How can a man or woman who makes an eight-figure wage and lives in
insane luxury really be a star in today’s world, if by a “star” we mean
someone bright and powerful and attractive as a role model? Real stars are
not riding around in the backs of limousines or in Porsches or getting
trained in yoga or Pilates and eating only raw fruit while they have
Vietnamese girls do their nails.

They can be interesting, nice people, but they are not heroes to
me any longer. A real star is the soldier of the 4th Infantry Division who
poked his head into a hole on a farm near Tikrit, Iraq. He could have been
met by a bomb or a hail of AK-47 bullets. Instead, he faced an abject Saddam
Hussein and the gratitude of all of the decent people of the world.

A real star is the U.S. soldier who was sent to disarm a bomb next
to a road north of Baghdad. He approached it, and the bomb went off and
killed him.

A real star, the kind who haunts my memory night and day, is the
U.S. soldier in Baghdad who saw a little girl playing with a piece of
unexploded ordnance on a street near where he was guarding a station. He
pushed her aside and threw himself on it just as it exploded. He left a
family desolate in California and a little girl alive in Baghdad.

The stars who deserve media attention are not the ones who have
lavish weddings on TV but the ones who patrol the streets of Mosul even
after two of their buddies were murdered and their bodies battered and
stripped for the sin of trying to protect Iraqis from terrorists.
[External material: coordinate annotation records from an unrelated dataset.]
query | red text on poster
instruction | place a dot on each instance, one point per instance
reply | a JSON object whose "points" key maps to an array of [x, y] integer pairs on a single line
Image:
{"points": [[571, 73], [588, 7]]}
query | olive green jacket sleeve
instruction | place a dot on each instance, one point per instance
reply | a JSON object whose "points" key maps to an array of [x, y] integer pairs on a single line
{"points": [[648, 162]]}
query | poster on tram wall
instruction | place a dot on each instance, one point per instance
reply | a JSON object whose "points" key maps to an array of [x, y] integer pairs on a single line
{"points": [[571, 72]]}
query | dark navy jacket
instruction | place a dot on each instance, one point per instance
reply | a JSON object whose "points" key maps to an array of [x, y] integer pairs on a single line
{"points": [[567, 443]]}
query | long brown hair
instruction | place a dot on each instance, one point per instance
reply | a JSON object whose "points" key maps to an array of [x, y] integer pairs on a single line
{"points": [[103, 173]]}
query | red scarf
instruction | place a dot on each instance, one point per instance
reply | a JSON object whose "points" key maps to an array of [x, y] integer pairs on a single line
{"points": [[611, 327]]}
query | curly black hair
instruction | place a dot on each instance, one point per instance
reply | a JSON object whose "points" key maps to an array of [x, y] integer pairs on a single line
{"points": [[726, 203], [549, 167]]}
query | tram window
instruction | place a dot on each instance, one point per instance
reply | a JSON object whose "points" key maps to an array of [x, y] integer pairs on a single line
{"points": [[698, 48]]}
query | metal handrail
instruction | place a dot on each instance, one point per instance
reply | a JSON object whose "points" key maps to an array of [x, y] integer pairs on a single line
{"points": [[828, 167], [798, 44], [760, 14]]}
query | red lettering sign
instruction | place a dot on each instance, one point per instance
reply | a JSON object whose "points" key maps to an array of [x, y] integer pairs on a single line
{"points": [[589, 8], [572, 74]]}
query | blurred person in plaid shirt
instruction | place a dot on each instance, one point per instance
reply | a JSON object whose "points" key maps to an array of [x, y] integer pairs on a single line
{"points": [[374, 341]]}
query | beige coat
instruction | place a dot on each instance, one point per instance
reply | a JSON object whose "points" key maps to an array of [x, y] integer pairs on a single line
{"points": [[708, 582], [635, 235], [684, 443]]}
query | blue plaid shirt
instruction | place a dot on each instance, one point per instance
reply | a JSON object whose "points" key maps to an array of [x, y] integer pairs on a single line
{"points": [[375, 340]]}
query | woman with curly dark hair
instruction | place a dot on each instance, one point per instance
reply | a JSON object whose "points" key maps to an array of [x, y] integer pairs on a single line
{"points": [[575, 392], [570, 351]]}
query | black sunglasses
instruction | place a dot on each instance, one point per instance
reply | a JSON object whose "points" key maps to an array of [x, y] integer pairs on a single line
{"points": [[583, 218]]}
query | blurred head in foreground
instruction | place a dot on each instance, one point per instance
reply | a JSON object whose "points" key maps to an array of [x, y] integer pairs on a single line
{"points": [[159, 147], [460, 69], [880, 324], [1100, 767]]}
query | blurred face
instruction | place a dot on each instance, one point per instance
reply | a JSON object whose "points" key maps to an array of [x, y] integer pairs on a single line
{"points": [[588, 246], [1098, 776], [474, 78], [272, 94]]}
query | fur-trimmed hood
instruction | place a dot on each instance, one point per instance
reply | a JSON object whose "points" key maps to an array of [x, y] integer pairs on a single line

We put couples with incomes of $100 million a year on the covers
of our magazines. The noncoms and officers who barely scrape by on military
pay but stand on guard in Afghanistan and Iraq and on ships and in
submarines and near the Arctic Circle are anonymous as they live and die.

I am no longer comfortable being a part of the system that has
such poor values, and I do not want to perpetuate those values by pretending
that who is eating at Morton’s is a big subject.

There are plenty of other stars in the American firmament…the
policemen and women who go off on patrol in South Central and have no idea
if they will return alive; the orderlies and paramedics who bring in people
who have been in terrible accidents and prepare them for surgery; the
teachers and nurses who throw their whole spirits into caring for autistic
children; the kind men and women who work in hospices and in cancer wards.

Think of each and every fireman who was running up the stairs at
the World Trade Center as the towers began to collapse. Now you have my idea
of a real hero.

I came to realize that life lived to help others is the only one
that matters. This is my highest and best use as a human. I can put it
another way. Years ago, I realized I could never be as great an actor as
Olivier or as good a comic as Steve Martin…or Martin Mull or Fred
Willard–or as good an economist as Samuelson or Friedman or as good a
writer as Fitzgerald. Or even remotely close to any of them.

But I could be a devoted father to my son, husband to my wife and,
above all, a good son to the parents who had done so much for me. This came
to be my main task in life. I did it moderately well with my son, pretty
well with my wife and well indeed with my parents (with my sister’s help). I
cared for and paid attention to them in their declining years. I stayed with
my father as he got sick, went into extremis and then into a coma and then
entered immortality with my sister and I reading him the Psalms.

This was the only point at which my life touched the lives of the
soldiers in Iraq or the firefighters in New York. I came to realize that
life lived to help others is the only one that matters and that it is my
duty, in return for the lavish life God has devolved upon me, to help others
He has placed in my path. This is my highest and best use as a human.

Faith is not believing that God can. It is knowing that God will.